The universe exploration game No Man's Sky hit the scene more than a year ago and disappointed many of the people who bought it. Some gamers felt that developer Hello Games had made big promises that they couldn't possibly live up to. But a dedicated fanbase kept the game alive with mods, bug fixes and—after the toxicity faded—a strong online community.
Hello Games spent the past year working to improve No Man's Sky and add features the fans hoped for in the original release. The newest update—Atlas Rises—adds an expanded story, rudimentary multiplayer, and improvements to the game's economy. It's also adding several quality of life changes the fan community modded into the game almost a year before the official patch.
One of the biggest additions that was already a mod is low altitude flying. In the original game, players could bring their ships only so close to a planet. If an explorer wanted to stay in their ship and cruise the planet's surface, they had to stay in high orbit.
Players who dreamed of piloting their ships through caves and buzzing strange creatures had their hopes dashed. Until, that is, modders added the feature to the game two weeks after its initial release. Now, a year later, Hello Games is fixing a problem the community solved a year ago.
It's not the only thing in the patch that fans had already fixed. Atlas Rises adds various graphics overhauls, the ability to summon your ship while exploring a planet, and new biomes. These are all improvements the community added to the game while Hello Games was working on other things. Despite that, some fans are thrilled..
After it's initial release, No Man's Sky bled players. It roped in hundreds of thousands of people and made publisher Sony tens of millions of dollars, but couldn't keep most of them. Thousands demanded their money back. On Steam alone, more than 800,000 people own it and during its first month more then 200,000 played it concurrently. These days, it's lucky to break 1,000 concurrent players on Steam.
Those 1000 or so players are dedicated though. Motherboard reached out to the fans on Reddit to see how they felt about the new update, the state of the game today, and to see if Hello Games was catching up with the modding community.
"I think looking at modding is always one of the best ways a developer can put an ear to the ground," Redditor Bolty wrote. "You see it a lot with Bethesda games; popular mods tend to become features in subsequent releases."

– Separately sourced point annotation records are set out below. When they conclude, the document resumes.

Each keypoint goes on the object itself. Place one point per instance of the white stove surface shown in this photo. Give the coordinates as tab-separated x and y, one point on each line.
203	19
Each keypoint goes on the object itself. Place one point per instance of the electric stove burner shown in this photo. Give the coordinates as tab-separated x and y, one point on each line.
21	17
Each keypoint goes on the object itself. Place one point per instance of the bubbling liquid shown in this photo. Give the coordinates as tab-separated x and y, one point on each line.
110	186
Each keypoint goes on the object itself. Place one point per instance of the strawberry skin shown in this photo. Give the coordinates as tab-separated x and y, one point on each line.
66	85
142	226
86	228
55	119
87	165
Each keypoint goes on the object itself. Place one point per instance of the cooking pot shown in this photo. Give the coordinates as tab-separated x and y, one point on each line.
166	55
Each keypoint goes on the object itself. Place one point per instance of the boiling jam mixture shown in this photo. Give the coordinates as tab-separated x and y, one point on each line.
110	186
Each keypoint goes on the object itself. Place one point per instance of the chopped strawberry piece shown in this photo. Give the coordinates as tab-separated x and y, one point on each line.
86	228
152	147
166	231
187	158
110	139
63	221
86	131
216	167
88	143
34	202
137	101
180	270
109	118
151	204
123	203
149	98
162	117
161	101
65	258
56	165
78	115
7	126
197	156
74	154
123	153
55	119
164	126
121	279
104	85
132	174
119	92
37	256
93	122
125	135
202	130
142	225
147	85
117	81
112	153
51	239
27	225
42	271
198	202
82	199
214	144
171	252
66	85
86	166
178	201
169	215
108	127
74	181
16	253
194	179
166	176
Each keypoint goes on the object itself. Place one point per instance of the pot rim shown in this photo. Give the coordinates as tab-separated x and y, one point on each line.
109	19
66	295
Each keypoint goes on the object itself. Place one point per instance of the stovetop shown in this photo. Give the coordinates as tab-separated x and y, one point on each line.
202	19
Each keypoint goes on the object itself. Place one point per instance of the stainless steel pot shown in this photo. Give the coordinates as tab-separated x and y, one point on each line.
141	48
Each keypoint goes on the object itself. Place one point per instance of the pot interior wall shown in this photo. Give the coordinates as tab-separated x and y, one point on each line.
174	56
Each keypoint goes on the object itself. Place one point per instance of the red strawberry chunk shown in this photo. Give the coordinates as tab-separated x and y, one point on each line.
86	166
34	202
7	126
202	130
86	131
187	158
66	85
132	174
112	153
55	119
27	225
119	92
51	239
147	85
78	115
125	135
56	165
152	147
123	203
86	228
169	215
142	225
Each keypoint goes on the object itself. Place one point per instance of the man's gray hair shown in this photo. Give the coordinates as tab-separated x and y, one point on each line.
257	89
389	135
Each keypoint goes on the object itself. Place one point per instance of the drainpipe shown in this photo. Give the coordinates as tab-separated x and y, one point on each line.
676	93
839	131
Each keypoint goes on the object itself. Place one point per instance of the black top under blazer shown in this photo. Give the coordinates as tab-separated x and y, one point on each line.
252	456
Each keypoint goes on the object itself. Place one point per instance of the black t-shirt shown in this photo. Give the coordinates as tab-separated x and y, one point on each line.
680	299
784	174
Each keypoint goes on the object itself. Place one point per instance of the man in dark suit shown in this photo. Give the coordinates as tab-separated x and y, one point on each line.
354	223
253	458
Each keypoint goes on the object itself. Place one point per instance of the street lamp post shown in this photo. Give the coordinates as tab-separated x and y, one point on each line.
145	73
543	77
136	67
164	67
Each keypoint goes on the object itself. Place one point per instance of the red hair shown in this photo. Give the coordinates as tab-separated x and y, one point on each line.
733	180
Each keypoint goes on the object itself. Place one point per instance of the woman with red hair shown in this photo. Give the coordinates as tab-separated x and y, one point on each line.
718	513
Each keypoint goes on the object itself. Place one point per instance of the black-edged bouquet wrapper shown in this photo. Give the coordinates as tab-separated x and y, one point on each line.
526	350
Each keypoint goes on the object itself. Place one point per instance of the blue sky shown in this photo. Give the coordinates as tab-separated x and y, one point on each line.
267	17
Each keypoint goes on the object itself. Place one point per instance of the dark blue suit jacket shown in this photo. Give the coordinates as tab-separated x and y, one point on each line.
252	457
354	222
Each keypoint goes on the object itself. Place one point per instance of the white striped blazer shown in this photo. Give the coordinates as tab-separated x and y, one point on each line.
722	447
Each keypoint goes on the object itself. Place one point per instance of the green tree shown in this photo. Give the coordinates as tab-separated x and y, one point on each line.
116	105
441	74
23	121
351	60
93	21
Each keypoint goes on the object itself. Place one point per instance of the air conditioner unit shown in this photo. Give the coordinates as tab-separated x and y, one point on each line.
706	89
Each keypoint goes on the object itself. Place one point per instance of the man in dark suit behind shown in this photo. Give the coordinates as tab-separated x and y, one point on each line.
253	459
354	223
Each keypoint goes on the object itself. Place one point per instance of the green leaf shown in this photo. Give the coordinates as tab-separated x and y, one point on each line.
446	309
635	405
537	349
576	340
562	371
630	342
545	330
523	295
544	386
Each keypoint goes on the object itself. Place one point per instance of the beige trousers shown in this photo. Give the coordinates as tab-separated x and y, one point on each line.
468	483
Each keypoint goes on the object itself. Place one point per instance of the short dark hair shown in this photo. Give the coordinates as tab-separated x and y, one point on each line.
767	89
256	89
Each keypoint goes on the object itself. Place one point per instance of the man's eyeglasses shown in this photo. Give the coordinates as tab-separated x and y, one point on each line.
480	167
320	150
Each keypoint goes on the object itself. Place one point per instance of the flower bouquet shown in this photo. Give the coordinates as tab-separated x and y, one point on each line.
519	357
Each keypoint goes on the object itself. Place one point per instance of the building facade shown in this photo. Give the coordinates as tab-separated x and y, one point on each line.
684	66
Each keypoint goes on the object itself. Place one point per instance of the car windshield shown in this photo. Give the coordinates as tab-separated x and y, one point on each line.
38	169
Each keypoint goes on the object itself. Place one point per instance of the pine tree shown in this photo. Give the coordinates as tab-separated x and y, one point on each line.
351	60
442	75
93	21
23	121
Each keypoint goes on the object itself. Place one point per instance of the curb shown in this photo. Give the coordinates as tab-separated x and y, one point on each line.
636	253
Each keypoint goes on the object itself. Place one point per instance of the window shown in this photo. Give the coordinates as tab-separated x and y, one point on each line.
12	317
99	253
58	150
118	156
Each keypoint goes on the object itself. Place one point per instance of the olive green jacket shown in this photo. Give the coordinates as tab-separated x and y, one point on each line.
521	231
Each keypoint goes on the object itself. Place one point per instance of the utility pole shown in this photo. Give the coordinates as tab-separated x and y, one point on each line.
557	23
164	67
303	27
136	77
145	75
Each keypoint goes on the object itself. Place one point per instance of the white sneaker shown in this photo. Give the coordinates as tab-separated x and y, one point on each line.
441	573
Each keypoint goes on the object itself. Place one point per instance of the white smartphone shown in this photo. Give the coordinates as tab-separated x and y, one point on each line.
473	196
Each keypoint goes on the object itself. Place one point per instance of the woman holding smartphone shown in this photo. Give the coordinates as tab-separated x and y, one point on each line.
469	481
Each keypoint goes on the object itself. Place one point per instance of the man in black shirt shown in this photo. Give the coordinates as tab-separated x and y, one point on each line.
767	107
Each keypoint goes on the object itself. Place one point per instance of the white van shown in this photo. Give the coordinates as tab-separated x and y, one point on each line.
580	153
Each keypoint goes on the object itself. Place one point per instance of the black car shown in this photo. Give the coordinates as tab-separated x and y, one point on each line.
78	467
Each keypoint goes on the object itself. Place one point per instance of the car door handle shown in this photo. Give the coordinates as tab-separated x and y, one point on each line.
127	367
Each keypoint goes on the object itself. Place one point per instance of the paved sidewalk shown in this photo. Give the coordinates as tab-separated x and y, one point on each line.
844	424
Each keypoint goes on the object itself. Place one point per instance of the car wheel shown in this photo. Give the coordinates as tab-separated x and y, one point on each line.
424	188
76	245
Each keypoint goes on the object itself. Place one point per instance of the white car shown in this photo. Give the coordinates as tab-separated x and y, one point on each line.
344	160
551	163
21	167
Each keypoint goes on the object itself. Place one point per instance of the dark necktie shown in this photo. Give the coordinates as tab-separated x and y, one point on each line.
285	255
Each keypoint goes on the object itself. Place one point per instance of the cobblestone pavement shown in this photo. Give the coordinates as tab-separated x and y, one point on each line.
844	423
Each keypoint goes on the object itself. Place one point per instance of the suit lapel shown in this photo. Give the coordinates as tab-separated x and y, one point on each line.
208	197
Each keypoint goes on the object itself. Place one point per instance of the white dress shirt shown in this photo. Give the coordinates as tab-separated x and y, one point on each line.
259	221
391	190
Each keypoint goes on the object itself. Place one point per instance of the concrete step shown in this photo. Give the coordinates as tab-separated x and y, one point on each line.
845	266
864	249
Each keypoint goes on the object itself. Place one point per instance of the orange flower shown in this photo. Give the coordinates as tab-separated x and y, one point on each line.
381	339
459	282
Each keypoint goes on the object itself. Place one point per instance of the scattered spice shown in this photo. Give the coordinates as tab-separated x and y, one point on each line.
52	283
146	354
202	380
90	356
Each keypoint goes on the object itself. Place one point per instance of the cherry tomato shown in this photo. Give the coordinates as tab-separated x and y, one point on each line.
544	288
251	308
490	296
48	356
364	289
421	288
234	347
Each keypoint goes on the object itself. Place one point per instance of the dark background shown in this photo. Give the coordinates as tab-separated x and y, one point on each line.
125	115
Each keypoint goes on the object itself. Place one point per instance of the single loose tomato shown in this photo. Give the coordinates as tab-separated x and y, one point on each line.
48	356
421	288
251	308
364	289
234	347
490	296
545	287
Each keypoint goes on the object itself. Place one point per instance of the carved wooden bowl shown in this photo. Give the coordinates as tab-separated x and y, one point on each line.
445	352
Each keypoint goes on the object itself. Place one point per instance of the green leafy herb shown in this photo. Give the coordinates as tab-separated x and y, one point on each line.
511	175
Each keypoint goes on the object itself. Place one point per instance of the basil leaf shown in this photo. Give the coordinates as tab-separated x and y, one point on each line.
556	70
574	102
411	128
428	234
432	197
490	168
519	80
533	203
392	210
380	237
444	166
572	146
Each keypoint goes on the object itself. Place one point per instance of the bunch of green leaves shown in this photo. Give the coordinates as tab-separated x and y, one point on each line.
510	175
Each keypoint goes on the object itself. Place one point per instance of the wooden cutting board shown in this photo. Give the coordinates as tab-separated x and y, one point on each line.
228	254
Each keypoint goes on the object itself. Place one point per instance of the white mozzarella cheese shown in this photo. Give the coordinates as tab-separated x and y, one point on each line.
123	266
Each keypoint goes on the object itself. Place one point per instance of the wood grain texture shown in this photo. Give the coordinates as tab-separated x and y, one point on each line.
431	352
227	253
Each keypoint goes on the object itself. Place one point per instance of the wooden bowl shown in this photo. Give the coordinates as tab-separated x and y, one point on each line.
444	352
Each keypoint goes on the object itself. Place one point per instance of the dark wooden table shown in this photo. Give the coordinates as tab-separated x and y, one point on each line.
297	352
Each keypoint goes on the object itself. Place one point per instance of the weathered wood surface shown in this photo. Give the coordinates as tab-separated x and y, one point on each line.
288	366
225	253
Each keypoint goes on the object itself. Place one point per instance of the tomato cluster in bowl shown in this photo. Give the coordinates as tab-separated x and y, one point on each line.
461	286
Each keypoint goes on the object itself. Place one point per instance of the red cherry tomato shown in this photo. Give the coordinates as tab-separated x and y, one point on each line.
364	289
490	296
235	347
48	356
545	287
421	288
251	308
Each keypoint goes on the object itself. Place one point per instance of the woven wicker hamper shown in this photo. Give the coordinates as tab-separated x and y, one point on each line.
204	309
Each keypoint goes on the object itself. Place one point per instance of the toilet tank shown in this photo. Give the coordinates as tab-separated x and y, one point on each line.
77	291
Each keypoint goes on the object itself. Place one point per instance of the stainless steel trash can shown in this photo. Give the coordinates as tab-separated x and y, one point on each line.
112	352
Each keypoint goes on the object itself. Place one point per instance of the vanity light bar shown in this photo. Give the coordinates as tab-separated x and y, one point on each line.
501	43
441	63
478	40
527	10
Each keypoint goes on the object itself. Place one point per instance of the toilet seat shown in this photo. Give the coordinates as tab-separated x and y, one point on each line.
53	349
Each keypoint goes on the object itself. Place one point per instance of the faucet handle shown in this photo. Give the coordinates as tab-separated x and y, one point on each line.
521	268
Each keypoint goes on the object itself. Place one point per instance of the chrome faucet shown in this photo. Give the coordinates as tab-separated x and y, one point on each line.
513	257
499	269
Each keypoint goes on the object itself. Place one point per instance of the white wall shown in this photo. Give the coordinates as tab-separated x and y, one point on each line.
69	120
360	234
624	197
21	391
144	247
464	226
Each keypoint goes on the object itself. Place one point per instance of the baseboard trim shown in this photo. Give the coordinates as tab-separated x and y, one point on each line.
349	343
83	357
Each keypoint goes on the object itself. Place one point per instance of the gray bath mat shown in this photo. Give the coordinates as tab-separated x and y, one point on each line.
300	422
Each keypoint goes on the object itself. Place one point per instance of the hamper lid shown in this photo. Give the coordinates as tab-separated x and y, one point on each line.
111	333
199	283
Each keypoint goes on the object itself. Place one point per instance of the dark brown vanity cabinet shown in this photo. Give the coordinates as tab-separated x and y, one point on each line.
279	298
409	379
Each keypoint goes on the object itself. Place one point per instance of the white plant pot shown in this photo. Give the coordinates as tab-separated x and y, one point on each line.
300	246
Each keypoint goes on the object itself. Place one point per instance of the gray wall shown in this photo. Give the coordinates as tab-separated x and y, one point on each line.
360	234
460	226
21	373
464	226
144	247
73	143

User The_Scho_Empire said they were, "very satisfied," with the progress of the updates. "I didn't pay any attention to the hype pre-release, and have been happy with how the game has been developed and supported. [The previous updates] contained many quality of life and graphical improvements as well, so it's okay that it's taken a year to get more implemented. Hello Games is small and the vision behind the game is big, so I cut them some slack with improving it."
The players also reminded me that mods are only a big deal to PC gamers. "Keep in mind that PS4 players got no mods at all, so this is huge for that player base," user Fred_Zeppelin wrote. "I don't think it makes sense in that context for Hello Games to have thought that mods would carry them until they got around to developing that feature, when much of the player base had no access to them."
The fans also trust Hello Games to deliver on its promises and didn't worry to much about it fixing problems the fans had taken care of. "Each feature has it's own reasons for why it came along when it did," Fred_Zeppelin wrote. "Atlas Rises probably has a great development story. Would love to know how long this has been in the works."
Hello Games did not respond to Motherboard's request for comment.